Cross the Pacific Ocean and land in Peru, and there you will find Buen Power working in the local communities high up in the Andes Mountains. Approximately 20 percent of all Peruvians, or 4.2 million Peruvians, live without power, especially in the Andes. Buen Power recruits teachers who typically procure second jobs to mitigate systemically low salaries and trains them to conduct educational sessions about the solar technology in the distant communities. D.light solar lamps are sold at an affordable, subsidized cost to residents, and 10 percent of the profits go to giving away the lights for free to those in dire need. Buen Power aims to bring solar lights to approximately 10,230 low-income Peruvians in the near future. D.light solar lamps will help the people of the Andes who live at altitudes where the sun sets at 6 p.m. year-round enjoy an extra four hours of productive, waking hours every day. This could lead to more output of women who weave artisanal clothing from Alpaca fibers, more study time for the children, savings gained from not having to purchase expensive batteries to power flashlights and improved air quality in the homes from no longer using kerosene lanterns for light.
In East Africa, d.light collaborates with an NGO called Solar Sister. Solar Sister is a deliberately woman-centered direct sales network of 3,000 Solar Sister Entrepreneurs. Its aim is to sell 315,000 solar lights and mobile phone chargers in the coming years across Uganda, Tanzania and South Sudan, where there is no light source after dark beyond firewood and burning grass. To date, over 84,000 people in the hard-to-reach areas have benefited from d.light’s solar power products. Solar Sister Entrepreneurs have been able to double their household income, of which 90 percent are reinvested back into her family. Additionally, in Uganda, the problem of high upfront cost of purchasing a solar lamp for the base of the pyramid customer is being addressed with a flexible, pay-as-you-go finance model. A typical consumer can pay off the device in less than one year with the added bonus of being able to use the product while paying it off. Overall, the benefits of solar lamp usage have led to a 30 percent reduction in household expenses towards expensive kerosene. Furthermore, children get three hours more study time every day.

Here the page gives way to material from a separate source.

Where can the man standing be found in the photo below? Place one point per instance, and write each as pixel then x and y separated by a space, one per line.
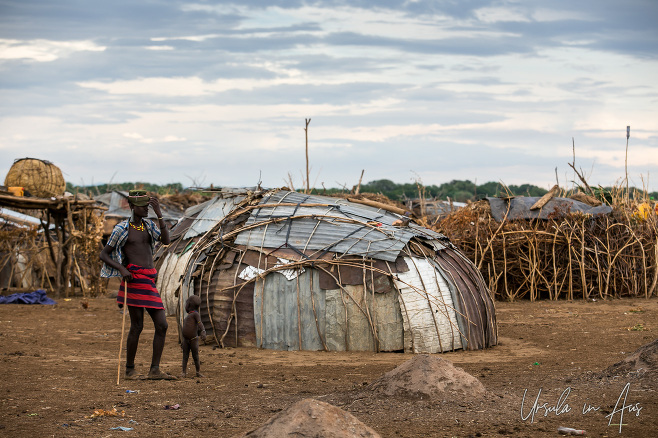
pixel 129 255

Globally, 2.3 billion people live without electricity. Socially-minded businesses who wish to serve these customers realize that selling their products via retail will only work when the product becomes widely known and trusted. Therefore, marketing and education is essential to generate future sales with the base of the pyramid. D.light has found innovative ways to distribute its socially and environmentally beneficial solar products to people suffering from energy poverty. And it is reaching more at an exponential rate. D.light is growing at the rate of one million users per month. It stands a pretty good chance of reaching its goal of empowering the lives of 100 million by 2020.